The whole point of rehabilitation is to teach you independence. They just never specify from what.

*** 

A month later, I was out of the hospital and walking with a cane. My mom returned to spend a week with me, and it’s a trip I still kind of feel guilty about six months later.

I wasn’t the toddler who needed my mother anymore. I was a teenager hell-bent on proving my independence.

She arrived just at the time it was becoming conceivable that I would recover and be able to take care of myself. A pity she had to go through that with me twice in one lifetime.

Somewhat surly, I didn’t really say much at home. That had nothing to do with her; in six weeks in the hospital I had made a lifetime’s worth of small talk and I just felt like keeping to myself.

"You know you could say good morning to me," she said once.

"Sorry," I replied.

She left one day to go to the casino. I took my car and drove around the neighborhood. Days before, I had discovered that my hands and feet worked well enough to drive and I just wanted to get out of the house alone.

Like a teenager, I sneaked out of the house with the car when my mom wasn’t home. Only it was my house that I own and my car that I own. It was too weird.

The difference in age is this, however. I realized my rudeness in about a weekend. When you actually are a teenager, it takes about a decade.

***

So, yes, I knew my mother when she was the age I am now. Big whoop. At that point, my mom had four of her six children, had been married a while and as a nurse and paramedic had seen things I’ll never see in my lifetime.

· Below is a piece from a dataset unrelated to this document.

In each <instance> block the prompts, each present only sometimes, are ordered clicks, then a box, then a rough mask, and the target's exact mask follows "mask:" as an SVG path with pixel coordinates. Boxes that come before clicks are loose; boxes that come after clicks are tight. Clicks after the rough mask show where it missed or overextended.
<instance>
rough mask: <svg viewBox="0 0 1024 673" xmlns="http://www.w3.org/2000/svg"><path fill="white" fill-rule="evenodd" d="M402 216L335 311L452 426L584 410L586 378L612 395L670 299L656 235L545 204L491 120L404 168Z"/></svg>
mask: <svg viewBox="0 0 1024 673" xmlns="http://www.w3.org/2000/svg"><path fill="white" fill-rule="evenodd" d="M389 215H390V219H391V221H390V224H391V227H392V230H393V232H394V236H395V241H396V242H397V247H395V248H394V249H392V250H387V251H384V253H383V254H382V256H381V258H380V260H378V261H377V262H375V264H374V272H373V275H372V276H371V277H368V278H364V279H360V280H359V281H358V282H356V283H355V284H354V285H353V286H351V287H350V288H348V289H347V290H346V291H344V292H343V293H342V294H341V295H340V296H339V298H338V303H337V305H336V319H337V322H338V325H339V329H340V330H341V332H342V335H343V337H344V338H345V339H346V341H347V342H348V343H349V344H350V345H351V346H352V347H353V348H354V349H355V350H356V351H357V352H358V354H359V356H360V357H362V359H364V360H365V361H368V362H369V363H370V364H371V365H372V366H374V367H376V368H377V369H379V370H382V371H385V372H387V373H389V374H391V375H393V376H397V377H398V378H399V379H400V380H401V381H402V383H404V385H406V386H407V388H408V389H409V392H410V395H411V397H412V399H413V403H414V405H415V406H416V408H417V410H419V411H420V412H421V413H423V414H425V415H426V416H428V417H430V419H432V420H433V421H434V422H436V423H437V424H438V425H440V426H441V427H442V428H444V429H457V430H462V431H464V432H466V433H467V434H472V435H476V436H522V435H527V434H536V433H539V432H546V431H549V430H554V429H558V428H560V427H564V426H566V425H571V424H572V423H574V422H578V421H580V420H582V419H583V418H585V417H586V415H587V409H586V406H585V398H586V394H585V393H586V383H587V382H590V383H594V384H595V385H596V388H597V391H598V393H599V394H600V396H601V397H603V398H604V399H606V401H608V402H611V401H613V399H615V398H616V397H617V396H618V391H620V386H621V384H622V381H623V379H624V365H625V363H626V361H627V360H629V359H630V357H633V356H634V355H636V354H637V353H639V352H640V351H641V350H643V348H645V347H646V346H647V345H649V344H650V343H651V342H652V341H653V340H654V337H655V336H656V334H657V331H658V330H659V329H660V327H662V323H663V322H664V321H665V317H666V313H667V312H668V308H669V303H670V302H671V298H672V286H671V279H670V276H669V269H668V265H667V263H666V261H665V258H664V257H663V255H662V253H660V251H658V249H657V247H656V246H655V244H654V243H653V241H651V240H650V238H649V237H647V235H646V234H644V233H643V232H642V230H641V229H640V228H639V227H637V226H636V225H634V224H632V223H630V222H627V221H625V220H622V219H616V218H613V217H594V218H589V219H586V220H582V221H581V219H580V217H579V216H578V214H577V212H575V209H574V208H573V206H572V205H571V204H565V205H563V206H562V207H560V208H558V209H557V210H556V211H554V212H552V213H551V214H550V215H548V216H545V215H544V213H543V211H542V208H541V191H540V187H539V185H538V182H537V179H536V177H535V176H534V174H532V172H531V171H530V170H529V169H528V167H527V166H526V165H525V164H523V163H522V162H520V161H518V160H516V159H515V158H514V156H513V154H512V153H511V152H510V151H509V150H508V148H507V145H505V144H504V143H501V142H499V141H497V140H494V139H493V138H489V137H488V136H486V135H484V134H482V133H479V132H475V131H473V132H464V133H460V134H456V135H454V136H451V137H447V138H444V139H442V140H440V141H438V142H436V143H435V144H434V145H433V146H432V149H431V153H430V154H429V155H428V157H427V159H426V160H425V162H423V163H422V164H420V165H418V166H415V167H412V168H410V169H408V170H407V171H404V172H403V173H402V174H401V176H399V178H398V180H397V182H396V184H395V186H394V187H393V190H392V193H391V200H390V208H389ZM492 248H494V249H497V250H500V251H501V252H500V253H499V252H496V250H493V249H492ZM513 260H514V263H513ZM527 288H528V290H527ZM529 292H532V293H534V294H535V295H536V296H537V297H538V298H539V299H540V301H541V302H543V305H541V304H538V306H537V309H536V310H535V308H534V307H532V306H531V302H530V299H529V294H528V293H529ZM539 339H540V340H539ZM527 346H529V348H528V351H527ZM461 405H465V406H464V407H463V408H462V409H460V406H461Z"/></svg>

And I’ve trouped through my adulthood as a single woman with choices and opportunities my mother either never had or never considered.

But a few years before my mother was this age, she gave birth to a daughter who would grow up to need her just as much at 35 as she did at 5. She is my mother and I am her daughter, regardless of age.

That has never changed. It never will. I know that now more than ever.

(This post first appeared as an article in the Des Moines Register in May 1997.)